Akim of Shymkent
- In office February, 2008 – 24 April 2012

Personal details
- Born: 24 April 1971 (age 55) Kuybyshev Village, Zhambyl District, Zhambyl Province

= Arman Zhetpisbayev =

Former mayor of Shymkent, Kazakhstan

Arman Sharipbayuly Zhetpisbayev (Арман Шәріпбайұлы Жетпісбаев, Arman Şärıpbaiūly Jetpısbaev) is the former mayor of Shymkent, Kazakhstan from the year 2008 to 2012.

== Biography ==
Arman Zhetpisbayev was born on 24 April 1971 in Kuybyshev village, Zhambyl District, Zhambyl Province, Kazakh SSR.

In 1993, has graduated faculty "Industrial and civil building" in Auezov South Kazakhstan State University, where he's got qualification as the civil engineer.

In 2002, has graduated the Kazakh Economic University named of Turar Ryskulov on speciality "The Finances and credit", where he's got qualification as the economist.
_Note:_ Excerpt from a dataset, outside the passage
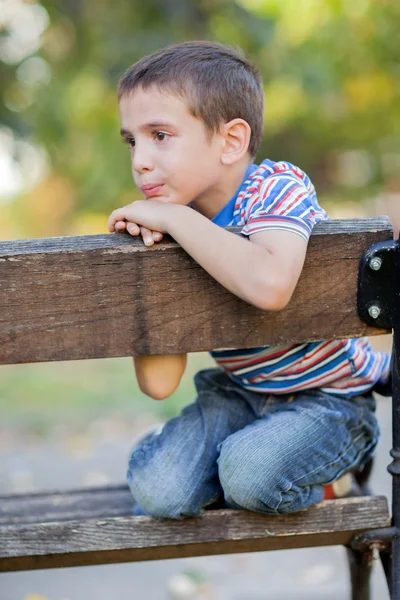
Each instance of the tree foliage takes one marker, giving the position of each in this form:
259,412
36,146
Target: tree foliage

His labour way begun since 1992 as mason in a small enterprise of "Stroyinvest", in 1994–1998 years he worked in various commercial organisations: as director of firm «Mr. D & K», director of Kazakh-Korean joint venture "Shymkent-Telbone", director of research-&-production enterprise "Energotechservice", director of Open Company "Interservice", since 1998 - as vice-president of JSC «Autoservice and trade», as vice-president of JSC "Alaugaz", then as director of Open Company "Alautransgaz", since 1999 - as director of JSC "Yuzhgaz", as director of Open Company "Shymkentgaz".

Since July, 1999 till April, 2000 - deputy director of Shymkent branch of Open Society "Kazkommertsbank".

In 2002-2003 - director of Kyzylorda branch of Open Society "Kazkommertsbank", the first deputy of board chairman of JSC "Kazkommertsbank".

In 2003-2005 - chief executive of Open Society "ARNA Corporation", later as chairman of directors board of JSC "ARNA Corporation".

In 2005-2006 - director of state organization «Management of Special Economic Zone «Ontustik».

In 2006-2008 - akim assistant of South Kazakhstan Province

February, 2008–24, April, 2012 - Akim of Shymkent city.